Fifteen years ago, Rob Bennett stood with his mother in the wind tunnel of "The Cage," CSU's old classroom building. He was looking out at the neighborhood that would play home to the second location of his business, Cafe Ah-Roma. Outside the campus buildings, the neighborhood looked pretty desolate. "I think a tumbleweed blew by," Bennett jokes. His mother looked over and asked, "Are you sure about this?"

She needn't have worried. The empty storefronts that they saw wouldn't be empty forever. And Cleveland State, often thought of then, Bennett says, as "a dog of a university," would significantly raise its academic standing and substantially renovate its buildings — including the one they stood in.

Since the downtown Ah-Roma's opening, it's formed a mutually beneficial relationship with Cleveland State. Cleveland State has provided a reliable customer base, as well as a reliable stream of employees from its undergraduate population. Ah-Roma, in turn, has provided not just coffee and bagels, but a place for an on-the-rise university to form a community.

"It's a nice place for professors to go off campus," says Bennett. Ah-Roma provides a space, he says, where students and faculty can interact in a less formal setting. And as CSU reaches a point where its dining options are becoming increasingly corporatized, it's a stronghold of the rougher, independent days of the area now known as "Campus Village."

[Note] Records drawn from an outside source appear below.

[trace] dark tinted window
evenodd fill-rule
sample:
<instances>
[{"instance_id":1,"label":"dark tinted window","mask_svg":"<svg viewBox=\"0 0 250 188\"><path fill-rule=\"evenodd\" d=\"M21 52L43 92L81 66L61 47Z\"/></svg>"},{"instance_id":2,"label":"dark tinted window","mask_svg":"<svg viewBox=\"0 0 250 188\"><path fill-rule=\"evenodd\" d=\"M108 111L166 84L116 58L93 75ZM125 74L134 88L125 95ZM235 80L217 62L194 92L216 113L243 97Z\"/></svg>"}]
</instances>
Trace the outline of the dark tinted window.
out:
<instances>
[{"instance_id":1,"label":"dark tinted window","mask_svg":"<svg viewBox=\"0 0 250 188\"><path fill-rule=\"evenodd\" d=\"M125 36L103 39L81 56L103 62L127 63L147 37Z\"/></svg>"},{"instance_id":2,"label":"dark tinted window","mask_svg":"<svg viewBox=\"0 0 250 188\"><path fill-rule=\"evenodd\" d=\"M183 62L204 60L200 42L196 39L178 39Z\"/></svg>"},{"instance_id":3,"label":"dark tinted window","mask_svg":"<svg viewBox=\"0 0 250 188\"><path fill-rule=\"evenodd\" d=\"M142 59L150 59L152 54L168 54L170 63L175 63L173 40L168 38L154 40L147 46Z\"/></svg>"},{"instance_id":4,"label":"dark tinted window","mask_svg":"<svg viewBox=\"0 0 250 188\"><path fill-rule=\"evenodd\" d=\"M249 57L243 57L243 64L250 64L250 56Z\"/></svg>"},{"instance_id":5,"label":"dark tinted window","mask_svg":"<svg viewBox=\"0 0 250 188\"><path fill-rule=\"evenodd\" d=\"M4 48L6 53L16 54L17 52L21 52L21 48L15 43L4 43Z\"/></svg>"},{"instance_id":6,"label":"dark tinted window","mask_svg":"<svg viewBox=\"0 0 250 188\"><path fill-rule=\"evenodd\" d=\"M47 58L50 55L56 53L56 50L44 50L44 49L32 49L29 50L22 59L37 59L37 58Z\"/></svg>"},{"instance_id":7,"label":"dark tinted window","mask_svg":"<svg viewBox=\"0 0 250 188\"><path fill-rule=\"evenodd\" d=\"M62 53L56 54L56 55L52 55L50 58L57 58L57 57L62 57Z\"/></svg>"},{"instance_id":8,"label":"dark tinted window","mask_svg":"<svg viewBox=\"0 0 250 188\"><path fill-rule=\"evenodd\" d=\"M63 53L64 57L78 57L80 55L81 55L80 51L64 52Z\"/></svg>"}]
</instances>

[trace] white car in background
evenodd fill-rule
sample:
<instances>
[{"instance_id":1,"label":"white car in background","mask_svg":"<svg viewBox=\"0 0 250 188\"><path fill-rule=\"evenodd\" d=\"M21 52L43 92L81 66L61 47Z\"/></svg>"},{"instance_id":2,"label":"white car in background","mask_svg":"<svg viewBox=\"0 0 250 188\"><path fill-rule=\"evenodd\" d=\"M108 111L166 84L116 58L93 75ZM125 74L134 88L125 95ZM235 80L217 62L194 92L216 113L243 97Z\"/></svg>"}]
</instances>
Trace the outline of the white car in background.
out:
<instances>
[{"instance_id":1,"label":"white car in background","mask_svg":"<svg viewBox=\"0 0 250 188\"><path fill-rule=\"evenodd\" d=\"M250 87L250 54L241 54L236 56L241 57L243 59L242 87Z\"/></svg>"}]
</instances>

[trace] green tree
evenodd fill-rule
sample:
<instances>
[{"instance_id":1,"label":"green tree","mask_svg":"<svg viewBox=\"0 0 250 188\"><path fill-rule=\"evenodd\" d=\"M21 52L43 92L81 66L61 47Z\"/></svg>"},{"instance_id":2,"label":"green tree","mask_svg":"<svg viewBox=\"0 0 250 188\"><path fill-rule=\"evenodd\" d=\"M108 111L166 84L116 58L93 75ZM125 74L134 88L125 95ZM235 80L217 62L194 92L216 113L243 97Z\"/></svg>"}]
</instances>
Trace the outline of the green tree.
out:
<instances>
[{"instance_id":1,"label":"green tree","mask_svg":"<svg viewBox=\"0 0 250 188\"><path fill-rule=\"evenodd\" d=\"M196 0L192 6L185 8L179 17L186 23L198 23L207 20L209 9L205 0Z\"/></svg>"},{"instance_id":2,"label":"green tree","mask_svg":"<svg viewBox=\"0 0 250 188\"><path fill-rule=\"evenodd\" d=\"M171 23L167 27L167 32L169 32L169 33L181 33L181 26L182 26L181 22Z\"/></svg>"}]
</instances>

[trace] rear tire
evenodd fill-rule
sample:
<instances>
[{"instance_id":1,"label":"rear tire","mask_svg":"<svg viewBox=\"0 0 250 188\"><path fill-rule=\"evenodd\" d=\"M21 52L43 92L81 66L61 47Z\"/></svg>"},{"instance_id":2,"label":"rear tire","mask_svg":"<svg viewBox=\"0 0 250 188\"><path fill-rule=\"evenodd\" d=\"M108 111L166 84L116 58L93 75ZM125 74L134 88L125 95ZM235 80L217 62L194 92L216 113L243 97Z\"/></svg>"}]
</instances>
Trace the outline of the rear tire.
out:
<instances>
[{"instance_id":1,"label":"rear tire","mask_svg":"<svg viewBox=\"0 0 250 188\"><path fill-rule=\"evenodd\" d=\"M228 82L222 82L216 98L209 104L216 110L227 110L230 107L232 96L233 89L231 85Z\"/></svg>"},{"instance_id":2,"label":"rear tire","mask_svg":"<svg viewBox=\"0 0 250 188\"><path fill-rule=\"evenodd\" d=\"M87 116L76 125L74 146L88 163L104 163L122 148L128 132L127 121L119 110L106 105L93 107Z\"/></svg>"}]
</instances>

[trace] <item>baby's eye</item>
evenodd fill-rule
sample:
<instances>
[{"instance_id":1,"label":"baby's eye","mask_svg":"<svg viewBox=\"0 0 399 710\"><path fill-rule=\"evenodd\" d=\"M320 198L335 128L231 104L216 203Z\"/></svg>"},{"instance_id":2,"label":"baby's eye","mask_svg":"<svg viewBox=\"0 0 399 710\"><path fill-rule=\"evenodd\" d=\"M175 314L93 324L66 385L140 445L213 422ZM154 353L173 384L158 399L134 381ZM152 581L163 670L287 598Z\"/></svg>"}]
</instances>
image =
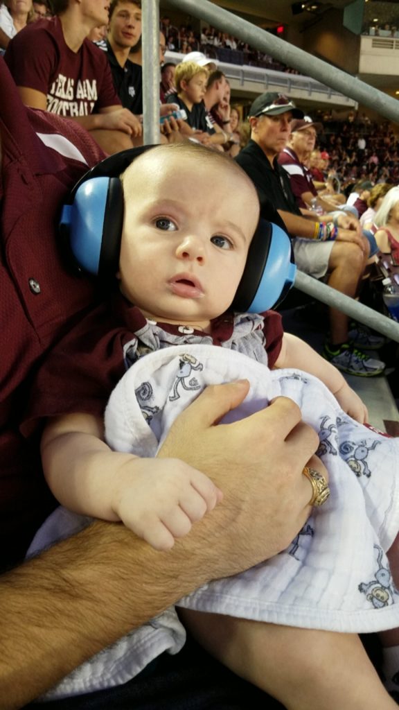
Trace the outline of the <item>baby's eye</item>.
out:
<instances>
[{"instance_id":1,"label":"baby's eye","mask_svg":"<svg viewBox=\"0 0 399 710\"><path fill-rule=\"evenodd\" d=\"M157 229L163 229L164 231L174 231L176 229L175 222L168 217L158 217L155 222Z\"/></svg>"},{"instance_id":2,"label":"baby's eye","mask_svg":"<svg viewBox=\"0 0 399 710\"><path fill-rule=\"evenodd\" d=\"M220 249L233 248L232 243L230 241L230 239L227 239L226 236L221 236L219 234L217 234L217 236L212 236L211 241L212 244L214 244L216 246L219 246Z\"/></svg>"}]
</instances>

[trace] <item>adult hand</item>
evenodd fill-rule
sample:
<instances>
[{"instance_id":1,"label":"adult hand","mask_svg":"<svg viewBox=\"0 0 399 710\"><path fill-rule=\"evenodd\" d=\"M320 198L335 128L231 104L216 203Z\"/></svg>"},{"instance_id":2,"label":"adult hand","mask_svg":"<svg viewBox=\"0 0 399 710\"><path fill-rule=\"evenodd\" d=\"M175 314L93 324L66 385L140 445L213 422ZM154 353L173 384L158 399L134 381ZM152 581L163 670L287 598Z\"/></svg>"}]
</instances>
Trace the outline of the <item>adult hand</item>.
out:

"It was just us, Becky's, and Rascal House," says Bennett of the downtown cafe's early days. Bennett had been running his first cafe, in Berea, on the site of a defunct Manhattan Bagel. All the equipment was in that shop already. "It only cost $25,000 to get it up and running," he says.

The venue was successful enough that it caught the attention of some customers — including Bennett's stepdad — who were on a committee at Trinity Cathedral hoping to fill church property with a coffee and sandwich shop. "I felt it was a great opportunity," says Bennett.

This time, though, Bennett was filling a space left totally vacant. "We made a half-million-dollar investment in this space," he said. "But it's paid for itself time and time again."

Back in the early 2000s, a shop selling more than diner-quality coffee was still something of a novelty. Bennett recalls customers ordering a French vanilla latte and being disappointed when it didn't taste like the "powdered mix" coming out of gas station hot chocolate machines. Surprisingly, he is grateful to Starbucks for educating consumers: When more Seattle chains started opening in Northeast Ohio, Ah-Roma sales increased by 20 percent.

Still. Bennett values Ah-Roma's independence. It allows them to play around with menu items, he says, in a way that publicly held entities simply don't have the freedom to do. And Ah-Roma has some offerings hard to find in most area shops of its kind. Case in point: the spicy feta spread adorning the shop's flagship "Fiesty Ah-Roma Bagel" sandwich.